How Intentional Relationships Can Help Your Team Culture

Being a leader is a huge responsibility. With this great responsibility comes the importance of understanding why relationships matter. They matter in sports, and they matter in life.

The best coaches and most admired teammates in the public eye have devoted their craft of leadership around building relationships with their teams, peers, assistant coaches, and those they have recognized are integral members of successful environments.

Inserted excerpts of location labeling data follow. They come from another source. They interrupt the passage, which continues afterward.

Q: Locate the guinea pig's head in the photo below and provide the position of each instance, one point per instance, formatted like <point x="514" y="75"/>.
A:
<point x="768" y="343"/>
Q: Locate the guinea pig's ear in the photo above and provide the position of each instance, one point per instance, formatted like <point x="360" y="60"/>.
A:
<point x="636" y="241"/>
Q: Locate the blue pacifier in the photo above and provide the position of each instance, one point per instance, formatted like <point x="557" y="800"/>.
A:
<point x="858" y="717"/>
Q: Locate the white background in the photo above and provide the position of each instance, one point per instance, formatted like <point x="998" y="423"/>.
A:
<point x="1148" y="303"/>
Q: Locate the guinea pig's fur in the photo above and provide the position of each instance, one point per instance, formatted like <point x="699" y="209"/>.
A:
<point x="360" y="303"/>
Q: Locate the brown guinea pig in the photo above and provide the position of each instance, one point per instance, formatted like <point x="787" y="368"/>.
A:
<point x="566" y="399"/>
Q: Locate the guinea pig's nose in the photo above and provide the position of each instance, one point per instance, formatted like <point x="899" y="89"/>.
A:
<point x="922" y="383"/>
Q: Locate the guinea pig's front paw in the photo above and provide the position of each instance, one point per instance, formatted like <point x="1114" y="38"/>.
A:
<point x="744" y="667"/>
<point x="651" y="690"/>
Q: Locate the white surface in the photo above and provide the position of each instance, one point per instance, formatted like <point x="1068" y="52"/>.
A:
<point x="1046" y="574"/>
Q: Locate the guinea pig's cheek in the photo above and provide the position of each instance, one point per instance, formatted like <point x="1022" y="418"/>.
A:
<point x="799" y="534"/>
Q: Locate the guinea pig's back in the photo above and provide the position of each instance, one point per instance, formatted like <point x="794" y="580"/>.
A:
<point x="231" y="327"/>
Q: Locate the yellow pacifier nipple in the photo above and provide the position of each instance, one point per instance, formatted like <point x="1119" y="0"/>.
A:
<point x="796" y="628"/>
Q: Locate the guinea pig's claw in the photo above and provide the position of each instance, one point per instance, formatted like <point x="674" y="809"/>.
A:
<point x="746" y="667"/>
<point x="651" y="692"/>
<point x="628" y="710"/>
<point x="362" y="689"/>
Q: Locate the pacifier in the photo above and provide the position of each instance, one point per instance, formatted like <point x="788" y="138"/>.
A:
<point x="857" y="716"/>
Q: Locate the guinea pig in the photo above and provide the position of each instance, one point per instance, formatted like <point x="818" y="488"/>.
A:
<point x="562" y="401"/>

Extroverts could argue that creating, engaging and building relationships happens naturally. Introverts, however, would argue that those aspects of relationships are not energizing (sometimes exhausting) and more naturally challenging to engage in and maintain. In whatever realm you more closely resonate with, please allow the following points to be potential pathways that would enable you to begin, build, and better the relationships with those in your current athletic sphere.

Begin

  • Identify. As a leader dedicated to enhancing your environment, spend time identifying who in your sphere you need to connect more regularly with, or a relationship you could add depth to.
  • Time. In the infancy stages of building relationships, timing is crucial. Determine when you will be intentional about connecting and also consider how long you plan to be in this posture. Asking your teammate about their biology exam in the middle of conditioning probably isn’t the best timing. However, when you see your teammate in the library studying before practice feel free to drop a line to connect and build that rapport.
  • What. Prior to building a relationship with the person you’ve identified, determine on what ground you’ll connect. What do you know about him or her that would allow you to connect or ask questions about? What common ground do the two of you share? Allowing yourself to identify these areas will set up your intentional time well.

Build

  • Why. As you navigate the build stage of your relationship, be sure that your teammate (for example) knows why they are valuable to you. This does not have to be a fully vulnerable display of emotion on your end. Rather, allow it to be a natural declaration of why your teammate is great. For example, “Jenn, you are such a great teammate. You’re never late to practice and are always willing to warm up with me. I love that.”
  • Return. Similar to the ‘what’ stage of beginning your relationship, as you build your relationship return as often as needed, to the common ground that connects you to that person. That common ground is likely to have been a foundation previously and there is no sense in disrupting or navigating away from that bond.
  • Test. Leadership, specifically relationship building, will never be a straight and narrow journey. Attempt to understand your relationship so well that you can identify what works and what does not work in your intentional time and conversation. Understand that ‘what works’ will feel and look different for each unique leader. Successful relationship building may look like a lot of smiles and laughs for some. For others, it may look like sharing game strategy or challenging one another to a cool down game of one on one.

(Make) Better

  • Challenge. The greatest relationships shared between players and coaches or amongst teammates are those that challenge both parties. In this point of emphasis, allow the world challenge to foster a positive connotation. Understand this word to be an avenue to grow so the relationship naturally gains depth.
  • Review. When under pressure, players and coaches will often revert back to their most deeply held habits. Game competition is a natural environment for this to be displayed. After competition has ended, spend time reviewing your relationship in those intense moments. What could you take individual responsibility for to make your relationship in those moments better? What can be done as a duo to ensure a great relationship is maintained in fierce moments of competition?
  • Reaffirm. Critically important, especially after reviewing your relationship, is the affirmation you can provide in your relationship. This continued concept should never lack in a successful relationship. As your commitment to leadership continues and you make your relationships better, it will become easier to identify where and how that person adds value to your life, your team and your individual relationship. Share this with them as soon and as often as it comes to the surface.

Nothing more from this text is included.